I'm trying to train my own Detector model based on Tensorflow sample and this post. And I did succeed on training locally on a Macbook Pro. The problem is that I don't have a GPU and doing it on the CPU is too slow (about 25-40s per iteration).
This way, I'm trying to run on Google Cloud ML Engine following the tutorial, but I can't make it run properly.

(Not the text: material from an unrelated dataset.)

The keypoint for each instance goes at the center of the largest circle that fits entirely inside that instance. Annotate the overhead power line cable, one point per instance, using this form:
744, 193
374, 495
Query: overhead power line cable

My folder structures is described below:
+ data
 - train.record
 - test.record
+ models
 + train
 + eval
+ training
 - ssd_mobilenet_v1_coco
My steps to change from local training to Google Cloud training were:
gcloud ml-engine jobs submit training object_detection_date +%s \ 
--job-dir=gs://bucketname/models/train \ 
--packages dist/object_detection-0.1.tar.gz,slim/dist/slim-0.1.tar.gz \ 
--module-name object_detection.train \ 
--region us-east1 \ 
--config /Users/dev/detector/training/cloud.yml \ 
-- \ 
--train_dir=gs://bucketname/models/train \ 
--pipeline_config_path=gs://bucketname/data/pipeline.config
Doing so, gives me the following error message from the MLUnits:
The replica ps 0 exited with a non-zero status of 1. Termination reason: Error. Traceback (most recent call last): File "/usr/lib/python2.7/runpy.py", line 162, in _run_module_as_main "__main__", fname, loader, pkg_name) File "/usr/lib/python2.7/runpy.py", line 72, in _run_code exec code in run_globals File "/root/.local/lib/python2.7/site-packages/object_detection/train.py", line 49, in from object_detection import trainer File "/root/.local/lib/python2.7/site-packages/object_detection/trainer.py", line 27, in from object_detection.builders import preprocessor_builder File "/root/.local/lib/python2.7/site-packages/object_detection/builders/preprocessor_builder.py", line 21, in from object_detection.protos import preprocessor_pb2 File "/root/.local/lib/python2.7/site-packages/object_detection/protos/preprocessor_pb2.py", line 71, in options=None, file=DESCRIPTOR), TypeError: __new__() got an unexpected keyword argument 'file'
Thanks in advance.
Make sure you have run the following from the models/research/ directory before running setup.py
export PYTHONPATH=$PYTHONPATH:pwd:pwd/slim
@law826 I already did it. Unfortunatelly, getting the same error.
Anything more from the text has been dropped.